A situação inusitada e exdrúxula foi denunciada solitariamente por mim em um texto. Procurem no nosso site.
Questionava, além do fato da intempestiva antecipação da eleição – dois anos antes –, a própria constitucionalidade do ato. Cobrei dos órgãos de fiscalização e controle atenção para o que estava acontecendo.
Como nada sou, ninguém ligou para minhas palavras.
Acontece que no final do ano passado o Supremo Tribunal Federal – STF confirmou o que disse há dois anos, ou seja, que não é possível a reeleição dos membros da mesa do parlamento dentro da mesma legislatura.
O STF não fez nada além de dizer que vale aquilo que resta expresso na Constituição Federal.
A piada mais interessante sobre a suprema decisão foi aquela que disse: “os ministros do Supremo decidiram que sabem ler”.
O mesmo tribunal, por um dos seus ministros, vetou a reeleição em situação idêntica no Estado de Rondônia, já agora no início de 2021.
Qual não foi minha surpresa ao assistir pela televisão que quase todas as autoridades do estado, incluindo aquelas que deveriam fiscalizar e cobrar o cumprimento das leis, estavam prestigiando a posse de alguém que não poderia ser eleito. E, pior, aplaudindo como se tudo estivesse correto.
Nenhum deputado, presidente de partido, membro do Poder Judiciário, Executivo ou mesmo do Ministério Público Estadual disseram ou fizeram nada em relação a uma situação flagrantemente ilegal e ainda foram aplaudir.
Ressalvo que se fizeram não deram o devido conhecimento aos pagadores de impostos, à patuleia ignara.
Vivemos em um mundo paralelo onde a Constituição Federal não se aplica aqui? Sim, pois a regra já estava na Carta desde 1988, o STF não “criou” ou “inventou” nada, só disse que aquilo que está escrito é o que, literalmente, vale.
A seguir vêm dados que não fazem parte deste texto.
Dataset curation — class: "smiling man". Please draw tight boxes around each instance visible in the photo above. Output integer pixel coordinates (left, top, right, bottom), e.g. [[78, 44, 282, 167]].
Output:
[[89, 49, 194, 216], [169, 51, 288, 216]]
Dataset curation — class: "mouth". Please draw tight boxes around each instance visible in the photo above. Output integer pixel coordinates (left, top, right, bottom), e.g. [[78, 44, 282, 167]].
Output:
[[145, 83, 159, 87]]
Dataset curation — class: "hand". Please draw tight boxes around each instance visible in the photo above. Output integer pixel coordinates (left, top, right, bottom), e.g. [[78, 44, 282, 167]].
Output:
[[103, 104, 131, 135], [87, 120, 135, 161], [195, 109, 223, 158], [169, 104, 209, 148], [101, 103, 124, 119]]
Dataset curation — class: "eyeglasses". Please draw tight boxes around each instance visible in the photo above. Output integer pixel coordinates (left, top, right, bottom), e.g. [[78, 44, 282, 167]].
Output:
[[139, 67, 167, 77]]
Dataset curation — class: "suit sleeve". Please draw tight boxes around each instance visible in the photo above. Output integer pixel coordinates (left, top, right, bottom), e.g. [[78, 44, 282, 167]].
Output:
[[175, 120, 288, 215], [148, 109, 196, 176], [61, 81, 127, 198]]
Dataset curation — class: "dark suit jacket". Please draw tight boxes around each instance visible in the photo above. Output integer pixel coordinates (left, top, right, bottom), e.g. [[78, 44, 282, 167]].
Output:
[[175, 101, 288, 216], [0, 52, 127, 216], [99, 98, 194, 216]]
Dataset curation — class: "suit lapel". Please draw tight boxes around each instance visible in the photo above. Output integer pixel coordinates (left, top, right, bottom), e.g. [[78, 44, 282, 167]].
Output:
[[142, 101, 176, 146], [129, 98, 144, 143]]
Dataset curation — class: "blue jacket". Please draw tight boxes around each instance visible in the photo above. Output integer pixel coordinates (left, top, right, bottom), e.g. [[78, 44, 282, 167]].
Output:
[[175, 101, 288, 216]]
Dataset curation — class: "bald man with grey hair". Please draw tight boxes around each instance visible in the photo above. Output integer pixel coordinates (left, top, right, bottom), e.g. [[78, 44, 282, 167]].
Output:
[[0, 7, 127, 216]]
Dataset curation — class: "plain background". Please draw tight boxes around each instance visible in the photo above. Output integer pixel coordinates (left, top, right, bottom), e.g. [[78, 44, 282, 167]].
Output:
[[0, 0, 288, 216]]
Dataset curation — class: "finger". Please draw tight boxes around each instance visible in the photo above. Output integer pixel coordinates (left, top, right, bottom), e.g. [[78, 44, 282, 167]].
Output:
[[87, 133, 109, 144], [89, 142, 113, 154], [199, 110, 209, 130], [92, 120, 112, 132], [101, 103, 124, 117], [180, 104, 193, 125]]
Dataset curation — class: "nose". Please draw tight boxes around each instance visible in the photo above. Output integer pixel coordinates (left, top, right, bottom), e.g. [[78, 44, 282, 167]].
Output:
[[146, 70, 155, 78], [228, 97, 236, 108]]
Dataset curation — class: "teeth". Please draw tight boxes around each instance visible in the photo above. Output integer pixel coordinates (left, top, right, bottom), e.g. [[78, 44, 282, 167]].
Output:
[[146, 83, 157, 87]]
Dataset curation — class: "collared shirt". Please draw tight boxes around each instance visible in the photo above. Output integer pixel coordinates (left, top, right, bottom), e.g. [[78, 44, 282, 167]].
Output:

Outra coisa, não existe “direito adquirido” contrário à Constituição Federal ao argumento de que o STF só decidiu que o dispositivo inserto lá tem eficácia.
A vedação já estava lá desde a sua promulgação há ais de trinta anos.
Pois é, lá estavam todas as autoridades que um dia juraram respeitar a Constituição, solenemente, a ignorando.
Era como se nada estivesse acontecendo ou como se muitos ali não tivessem qualquer pudor ou constrangimento.
É o Maranhão cada vez mais próximo da realidade do Sudão, e, infelizmente, não é apenas na rima.
A única coisa que faz com que a atual quadra política no Estado do Maranhão seja positiva é a triste certeza de o legado dos governantes de hoje para o futuro é bem pior que a realidade dos dias atuais.
Abdon Marinho é advogado.
P.S. Pensava sobre isso quando acordei as cinco da manhã para escrever este texto.